Terrorism conviction of bin Laden’s driver thrown out by federal court

Associated Press

WASHINGTON— A federal appeals court on Tuesday threw out the conviction of Salim Ahmed Hamdan, a former driver for Osama bin Laden who served a prison term for material support for terrorism.

In a 3-0 ruling, the appeals court said that material support for terrorism was not an international-law war crime at the time Hamdan engaged in the activity for which he was convicted.

Hamdan was sentenced to 5 1/2 years, given credit for time served and is back home in Yemen, reportedly working as a taxi driver.

“If the government wanted to charge Hamdan with aiding and abetting terrorism or some other war crime that was sufficiently rooted in the international law of war at the time of Hamdan’s conduct, it should have done so,” wrote Judge Brett Kavanaugh of the U.S. Circuit Court of Appeals for the District of Columbia. He was joined by two other judges, all appointed by Republican presidents.
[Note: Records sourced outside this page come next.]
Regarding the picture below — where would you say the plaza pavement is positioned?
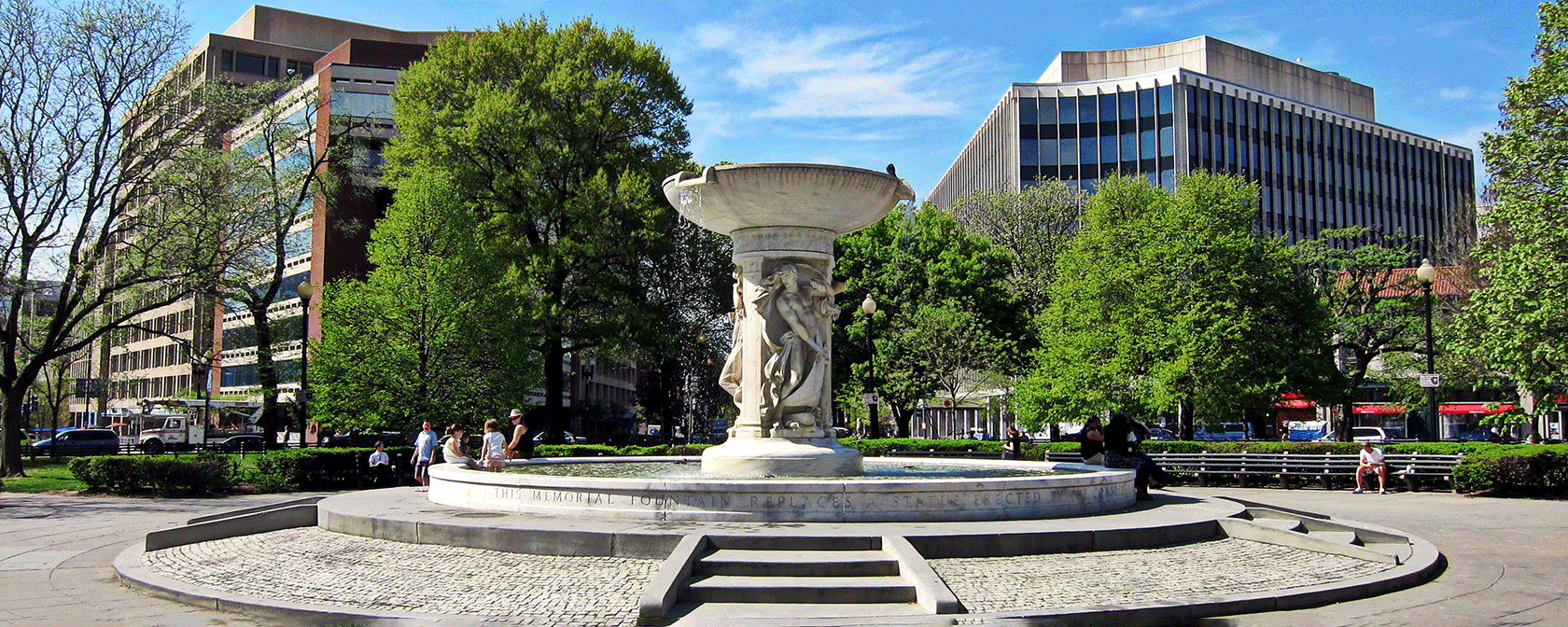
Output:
[0,487,1568,627]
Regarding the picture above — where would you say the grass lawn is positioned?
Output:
[0,453,260,494]
[5,458,88,494]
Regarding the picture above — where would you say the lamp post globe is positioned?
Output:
[1416,258,1443,442]
[861,293,881,440]
[294,279,315,448]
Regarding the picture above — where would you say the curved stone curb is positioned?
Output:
[115,542,514,627]
[946,514,1444,627]
[115,494,1443,627]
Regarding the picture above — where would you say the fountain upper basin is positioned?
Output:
[664,163,914,235]
[428,458,1135,522]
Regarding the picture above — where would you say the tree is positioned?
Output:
[1460,0,1568,408]
[833,205,1029,438]
[312,179,539,429]
[1295,228,1425,442]
[161,80,369,442]
[948,179,1088,315]
[385,19,692,434]
[0,0,231,475]
[1016,173,1330,438]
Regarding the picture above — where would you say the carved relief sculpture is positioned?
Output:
[756,263,839,431]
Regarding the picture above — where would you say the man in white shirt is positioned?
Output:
[408,420,436,491]
[1355,442,1388,494]
[370,440,392,487]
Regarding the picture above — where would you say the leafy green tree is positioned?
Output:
[948,179,1088,314]
[0,0,231,477]
[385,19,692,434]
[1015,173,1330,438]
[833,205,1029,438]
[312,177,541,429]
[1458,0,1568,408]
[1295,228,1425,442]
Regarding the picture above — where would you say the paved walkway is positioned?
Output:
[0,487,1568,627]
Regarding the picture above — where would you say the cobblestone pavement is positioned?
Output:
[141,526,660,625]
[931,539,1394,613]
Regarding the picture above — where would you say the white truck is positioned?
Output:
[136,398,262,454]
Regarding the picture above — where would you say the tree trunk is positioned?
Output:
[251,307,280,448]
[542,341,566,443]
[890,404,914,438]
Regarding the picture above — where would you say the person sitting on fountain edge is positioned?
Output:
[441,425,484,470]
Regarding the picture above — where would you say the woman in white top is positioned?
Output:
[484,419,507,472]
[441,426,484,470]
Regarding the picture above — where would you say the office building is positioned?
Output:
[929,36,1476,252]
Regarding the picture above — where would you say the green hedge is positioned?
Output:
[71,453,238,494]
[1453,443,1568,497]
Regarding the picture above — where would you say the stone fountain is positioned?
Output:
[664,163,914,477]
[428,163,1134,522]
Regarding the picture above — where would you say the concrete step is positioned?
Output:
[669,604,931,627]
[707,536,881,550]
[1253,519,1306,533]
[1308,532,1361,546]
[693,549,899,577]
[680,576,916,604]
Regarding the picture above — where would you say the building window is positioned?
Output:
[223,50,277,78]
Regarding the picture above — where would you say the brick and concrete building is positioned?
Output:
[929,36,1476,255]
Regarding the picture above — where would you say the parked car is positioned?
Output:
[33,429,119,454]
[1317,426,1388,442]
[213,433,267,453]
[533,431,588,443]
[1149,426,1176,440]
[1192,422,1247,440]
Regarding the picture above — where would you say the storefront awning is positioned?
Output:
[1438,403,1515,414]
[1356,404,1408,414]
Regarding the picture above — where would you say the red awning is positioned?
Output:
[1356,404,1407,414]
[1438,403,1513,414]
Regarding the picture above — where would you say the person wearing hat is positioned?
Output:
[507,409,533,459]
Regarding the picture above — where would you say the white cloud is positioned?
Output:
[1438,122,1497,151]
[1438,86,1476,101]
[692,23,980,118]
[1100,0,1213,27]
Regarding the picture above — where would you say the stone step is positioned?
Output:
[680,576,916,605]
[671,604,931,627]
[693,549,899,577]
[707,536,881,550]
[1308,532,1361,546]
[1253,517,1306,533]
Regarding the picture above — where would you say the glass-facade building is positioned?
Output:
[930,36,1476,250]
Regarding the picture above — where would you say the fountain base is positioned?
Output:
[703,438,862,477]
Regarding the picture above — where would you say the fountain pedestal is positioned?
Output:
[664,163,914,477]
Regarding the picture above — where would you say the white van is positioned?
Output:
[1192,422,1247,440]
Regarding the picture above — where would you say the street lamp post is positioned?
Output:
[294,281,315,448]
[861,293,881,440]
[1416,258,1441,442]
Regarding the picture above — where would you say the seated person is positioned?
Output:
[441,426,484,470]
[1355,442,1388,494]
[1079,415,1105,466]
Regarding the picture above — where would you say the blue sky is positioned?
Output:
[168,0,1538,198]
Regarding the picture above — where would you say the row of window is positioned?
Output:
[223,359,300,389]
[108,338,191,373]
[223,315,301,353]
[219,50,315,78]
[1017,85,1174,124]
[223,270,311,314]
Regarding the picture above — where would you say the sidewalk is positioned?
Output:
[0,493,323,627]
[1174,487,1568,627]
[0,487,1568,627]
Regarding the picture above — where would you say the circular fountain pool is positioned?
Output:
[429,458,1134,522]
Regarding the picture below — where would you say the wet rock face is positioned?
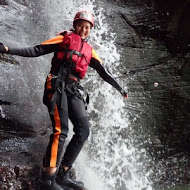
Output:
[0,0,190,189]
[104,0,190,186]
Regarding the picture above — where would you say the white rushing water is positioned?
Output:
[39,0,152,190]
[0,0,152,190]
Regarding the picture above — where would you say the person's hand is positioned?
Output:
[120,90,128,99]
[0,42,8,53]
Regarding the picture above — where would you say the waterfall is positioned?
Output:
[39,0,152,190]
[0,0,152,190]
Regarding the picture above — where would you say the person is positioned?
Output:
[0,10,128,190]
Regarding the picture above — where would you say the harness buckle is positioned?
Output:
[57,87,62,94]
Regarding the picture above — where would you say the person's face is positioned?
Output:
[75,20,91,39]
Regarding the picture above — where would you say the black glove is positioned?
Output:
[120,89,128,98]
[0,43,7,53]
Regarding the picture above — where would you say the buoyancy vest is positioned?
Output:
[52,32,92,79]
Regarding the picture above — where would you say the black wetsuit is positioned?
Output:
[5,41,122,167]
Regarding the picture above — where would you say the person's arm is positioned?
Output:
[0,43,58,57]
[0,35,64,57]
[89,50,128,98]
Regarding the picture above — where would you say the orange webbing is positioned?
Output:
[41,35,64,45]
[92,49,102,64]
[50,105,61,167]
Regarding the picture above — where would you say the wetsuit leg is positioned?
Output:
[62,96,90,167]
[43,76,68,167]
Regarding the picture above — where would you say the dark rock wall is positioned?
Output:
[101,0,190,187]
[0,0,190,189]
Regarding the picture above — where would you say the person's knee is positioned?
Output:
[74,117,90,143]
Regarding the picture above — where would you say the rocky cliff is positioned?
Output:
[0,0,190,189]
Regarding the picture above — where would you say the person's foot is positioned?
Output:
[57,166,84,189]
[40,172,66,190]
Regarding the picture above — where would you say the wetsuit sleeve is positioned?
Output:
[89,49,122,93]
[7,44,58,57]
Hamdan met bin Laden in Afghanistanin 1996 and began working on his farm before winning a promotion as his driver.

Defense lawyers say he only kept the job for the $200-a-month salary. But prosecutors alleged he was a personal driver and bodyguard of the al-Qaida leader. They say he transported weapons for the Taliban and helped bin Laden escape U.S. retribution following the September 11, 2001 attacks.

Hamdan was captured at a roadblock in Afghanistan in November 2001. In a trial at Guantanamo Bay Military Base, a six-member military jury in 2008 cleared Hamdan of two charges of conspiracy while finding him guilty of material support for terrorism.